Commenting on concerns that a new sour crude contract could usurp WTI’s position as the US benchmark, Bob Levin, managing director of CME Group energy research and product development, said its new contract would enhance liquidity in the current WTI contract by providing producers, commercials and others with a way to price spreads on the sour grades with Nymex WTI.
Addressing Saudi Aramco’s decision to use the ASCI, Amrita Sen, an analyst at Barclays Capital, highlighted the dislocation of WTI from other global benchmarks earlier this year due to logistical constraints and high inventory levels at Cushing, Oklahoma – the delivery point for the Nymex WTI contract.
"[The decision to use the ASCI] is very much a form of insurance against volatility for when WTI becomes dislocated from the rest of the market," she said.
However, the ASCI could establish itself as a new sour crude benchmark, thanks to Saudi Aramco’s endorsement. “It’s not easy getting a benchmark established, but the fact that someone has given a major endorsement to the Argus index might well help it along,” the CME’s Levin said.
This is Nymex’s fifth attempt to launch contracts to enable the development of a US Gulf Coast sour crude benchmark since the early 1990s.
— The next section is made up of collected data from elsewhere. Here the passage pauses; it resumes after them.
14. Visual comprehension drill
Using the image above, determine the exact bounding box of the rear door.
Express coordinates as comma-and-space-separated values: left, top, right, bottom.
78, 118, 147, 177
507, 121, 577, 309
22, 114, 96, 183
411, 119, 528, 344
The previous attempts have not attracted such an endorsement or enough liquidity.
Saudi Aramco, Saudi Arabia’s national oil company, has used WTI crude prices published by McGraw Hill’s Platts as the benchmark for crude sales to the US since 1994. It will now publish a monthly price differential to a month’s average of the daily ASCI price.
Saudi Aramco’s announcement was initially seen as a sleight to WTI’s status as a benchmark for crude prices. But the fact that the ASCI is priced relative to WTI and the existence of Platts’s own sour crude oil pricing assessment, the Americas Crude Marker means the change is really about pricing methodologies.
“Using the ASCI makes the maths much more direct,” said Levin. “This is about pricing methodologies.”
Argus uses volume-weighted averages of the entire day’s physical market trading to create the ASCI. “This clearly is the most transparent and robust method available for such active markets,” said Adrian Binks, Argus Media’s chairman and chief executive.
Platts' Market-on-Close (MOC) method, on the other hand, which is used for all its US crude oil price assessments, reflects the WTI price at 3.15pm US Eastern Time rather than an average of the entire day’s trading.
According to Kathleen Tanzy, spokesperson for Platts, the organisation has no plans to change its assessment method. “Platts MOC in oil has been widely used globally for more than a decade and offers the most transparent view of price discovery available worldwide, and there is no reason to change that,” she said.
While fears of a challenge to WTI as a benchmark might have been overplayed, Barclays Capital’s Sen said it could have an impact on Brent’s benchmark status. “ASCI could be just as much of a challenge for Brent. Brent is used as the fallback benchmark when WTI gets dislocated, but now there is another option."